Team Name : The Fine-Tuners

Inspiration

The idea came from a simple observation; scanned documents are everywhere, but storing and transmitting them efficiently is still a largely unsolved problem at the intersection of vision and information theory. Most pipelines rely on black-box OCR engines and off-the-shelf compressors like zlib or gzip. We wanted to know: what happens if you build every layer yourself, from the pixel all the way down to the bit?

We were also drawn to the theoretical elegance of Huffman coding. Shannon's source coding theorem tells us the theoretical lower bound on average code length is the entropy $H(X)$:

$$H(X) = -\sum_{i} p(x_i) \log_2 p(x_i)$$

We wanted to see how close a hand-rolled adaptive encoder could get to that limit on real OCR output ; without any pre-scan, without any external libraries.

What We Built

We built a fully custom 2-stage neural compression pipeline:

Stage 1 : ResVGG OCR CNN

A 4-block residual VGG-style CNN trained on EMNIST (697,932 samples, 62 classes). Each block doubles the channel depth — 1 -> 64 -> 128 -> 256 -> 512 ; with residual skip connections to stabilise gradient flow through 8 convolutional layers. A DenoisingUNet (U-Net, base_ch=32) runs before the classifier to clean up Gaussian and salt-and-pepper noise, recovering over 30 percentage points of accuracy on degraded images.

Stage 2 : Adaptive Huffman Encoder

A true online Huffman encoder — no two-pass pre-scan, no transmitted frequency table. Both encoder and decoder independently maintain identical frequency state $f(x_i)$ and rebuild the same deterministic tree before each symbol. New symbols are escaped using a NYT (Not-Yet-Transmitted) sentinel at code point 256, followed by 8 raw bits. This keeps both sides perfectly synchronised:

$$\text{code}(x) = \begin{cases} \text{Huffman}(x) & \text{if } x \in \text{seen} \ \text{Huffman}(\text{NYT}) + \text{raw}_8(x) & \text{if } x \text{ is new} \end{cases}$$

Challenges

The domain mismatch problem was the hardest wall we hit. EMNIST is a handwritten character dataset — our CNN learned handwritten strokes perfectly at 87.86% validation accuracy. But real scanned documents use printed typewriter fonts, which look nothing like handwritten glyphs to a neural network. This was a fundamental dataset limitation, not a model flaw, and it forced us to think carefully about how to present results honestly.

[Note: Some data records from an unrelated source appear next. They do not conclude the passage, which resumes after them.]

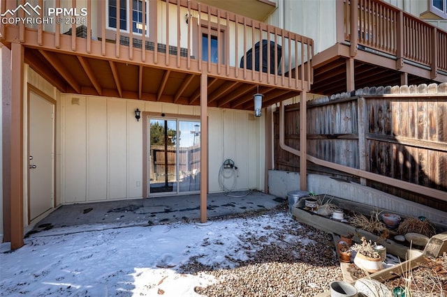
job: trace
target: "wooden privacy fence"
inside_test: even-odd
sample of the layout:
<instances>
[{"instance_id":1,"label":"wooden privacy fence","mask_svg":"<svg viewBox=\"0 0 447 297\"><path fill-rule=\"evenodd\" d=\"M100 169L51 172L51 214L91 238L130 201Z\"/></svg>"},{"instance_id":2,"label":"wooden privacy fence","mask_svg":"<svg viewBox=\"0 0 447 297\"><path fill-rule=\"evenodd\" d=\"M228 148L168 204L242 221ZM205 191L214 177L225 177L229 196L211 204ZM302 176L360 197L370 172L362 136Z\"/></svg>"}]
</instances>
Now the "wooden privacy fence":
<instances>
[{"instance_id":1,"label":"wooden privacy fence","mask_svg":"<svg viewBox=\"0 0 447 297\"><path fill-rule=\"evenodd\" d=\"M356 95L338 94L330 99L326 97L308 102L307 153L326 161L444 191L447 197L447 84L428 87L424 84L365 88ZM279 147L279 112L276 112L275 168L298 172L299 158ZM284 123L286 144L299 148L299 104L286 107ZM308 169L308 172L344 176L409 200L447 211L447 199L416 195L409 188L402 190L373 180L360 181L356 176L310 163Z\"/></svg>"}]
</instances>

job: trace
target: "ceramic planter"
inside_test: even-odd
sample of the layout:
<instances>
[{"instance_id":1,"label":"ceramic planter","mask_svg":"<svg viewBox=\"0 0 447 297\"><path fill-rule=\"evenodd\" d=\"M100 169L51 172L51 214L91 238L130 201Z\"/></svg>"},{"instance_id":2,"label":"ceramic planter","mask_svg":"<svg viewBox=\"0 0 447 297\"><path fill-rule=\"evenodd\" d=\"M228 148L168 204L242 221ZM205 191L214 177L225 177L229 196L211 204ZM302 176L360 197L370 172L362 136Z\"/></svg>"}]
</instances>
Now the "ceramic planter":
<instances>
[{"instance_id":1,"label":"ceramic planter","mask_svg":"<svg viewBox=\"0 0 447 297\"><path fill-rule=\"evenodd\" d=\"M395 229L399 226L402 218L400 215L394 213L383 213L382 215L382 220L386 227L390 229Z\"/></svg>"},{"instance_id":2,"label":"ceramic planter","mask_svg":"<svg viewBox=\"0 0 447 297\"><path fill-rule=\"evenodd\" d=\"M351 255L352 254L351 252L343 252L342 250L339 250L338 254L340 257L340 261L342 262L351 262Z\"/></svg>"},{"instance_id":3,"label":"ceramic planter","mask_svg":"<svg viewBox=\"0 0 447 297\"><path fill-rule=\"evenodd\" d=\"M374 259L366 257L358 252L354 257L354 264L360 269L363 269L369 273L376 273L382 270L381 258Z\"/></svg>"}]
</instances>

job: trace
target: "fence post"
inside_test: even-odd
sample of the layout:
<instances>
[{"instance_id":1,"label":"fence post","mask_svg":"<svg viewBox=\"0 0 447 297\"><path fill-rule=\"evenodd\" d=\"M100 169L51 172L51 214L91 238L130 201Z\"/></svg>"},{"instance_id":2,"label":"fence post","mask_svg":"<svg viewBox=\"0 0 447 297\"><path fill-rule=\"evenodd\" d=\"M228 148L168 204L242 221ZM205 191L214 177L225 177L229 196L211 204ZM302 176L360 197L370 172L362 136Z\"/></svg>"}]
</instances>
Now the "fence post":
<instances>
[{"instance_id":1,"label":"fence post","mask_svg":"<svg viewBox=\"0 0 447 297\"><path fill-rule=\"evenodd\" d=\"M366 143L366 100L363 97L357 99L357 128L358 130L358 165L359 169L367 170L369 154ZM366 178L360 178L360 185L366 185Z\"/></svg>"},{"instance_id":2,"label":"fence post","mask_svg":"<svg viewBox=\"0 0 447 297\"><path fill-rule=\"evenodd\" d=\"M436 27L432 28L432 36L431 36L431 42L432 42L432 52L430 53L431 59L432 59L432 72L430 74L430 78L432 79L435 79L437 76L437 70L438 70L438 30Z\"/></svg>"},{"instance_id":3,"label":"fence post","mask_svg":"<svg viewBox=\"0 0 447 297\"><path fill-rule=\"evenodd\" d=\"M404 67L404 12L400 10L396 22L396 69Z\"/></svg>"},{"instance_id":4,"label":"fence post","mask_svg":"<svg viewBox=\"0 0 447 297\"><path fill-rule=\"evenodd\" d=\"M358 45L358 0L351 1L351 56L357 55L357 47Z\"/></svg>"}]
</instances>

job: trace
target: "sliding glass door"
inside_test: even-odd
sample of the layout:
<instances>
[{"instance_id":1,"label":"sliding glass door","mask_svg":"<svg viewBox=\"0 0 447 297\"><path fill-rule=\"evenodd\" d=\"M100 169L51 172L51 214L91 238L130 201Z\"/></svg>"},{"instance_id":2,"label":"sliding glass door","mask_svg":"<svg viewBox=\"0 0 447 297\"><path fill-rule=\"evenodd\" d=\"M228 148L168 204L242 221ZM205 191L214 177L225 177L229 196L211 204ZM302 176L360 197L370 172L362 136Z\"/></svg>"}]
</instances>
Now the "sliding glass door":
<instances>
[{"instance_id":1,"label":"sliding glass door","mask_svg":"<svg viewBox=\"0 0 447 297\"><path fill-rule=\"evenodd\" d=\"M200 121L149 117L147 123L148 196L198 192Z\"/></svg>"}]
</instances>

Training on BigRed200 came with its own surprise: torch.backends.cudnn.enabled = True causes a hard segfault on the first Conv2d call under torch 2.2.0 + cu118 on A100 GPUs. We had to disable cuDNN entirely and rely on raw CUDA kernels — an obscure hardware-software interaction that cost us hours of debugging with no clear error message.

The static-to-adaptive Huffman rewrite was a significant mid-project pivot. Our first implementation was a two-pass static encoder — it scanned the full input, built a frequency table, then encoded. That violates the spirit of an online algorithm. We rewrote it from scratch into a true adaptive encoder where the tree evolves symbol by symbol, achieving around 1.87x compression ratio at roughly 74% of the Shannon entropy limit $H(X)$.

Noise robustness required careful co-design between the denoiser and the classifier. Without the DenoisingUNet, accuracy collapses to 55.85% on Gaussian noise and 40.95% on salt-and-pepper. With it enabled, accuracy holds at ~87% across all tested noise conditions — a gain of +31 and +46 percentage points respectively.

What We Learned

Building a neural network from scratch forces you to understand every design decision — residual connections, Global Average Pooling, dropout placement — not as recipes but as solutions to specific problems.
Shannon entropy is not just a theoretical concept. Watching our encoder's average bits-per-symbol converge toward $H(X)$ on real text output made information theory feel tangible.
A denoiser is not optional when your input comes from the real world. The gap between clean-image accuracy and noisy-image accuracy without a denoiser is enormous, and no amount of classifier tuning closes it.
Honest evaluation matters. A model that scores 87.86% on a benchmark but 0% on a different data distribution is not a failed model — it is a correctly scoped one. Knowing the boundary of what you built is just as important as knowing what it can do.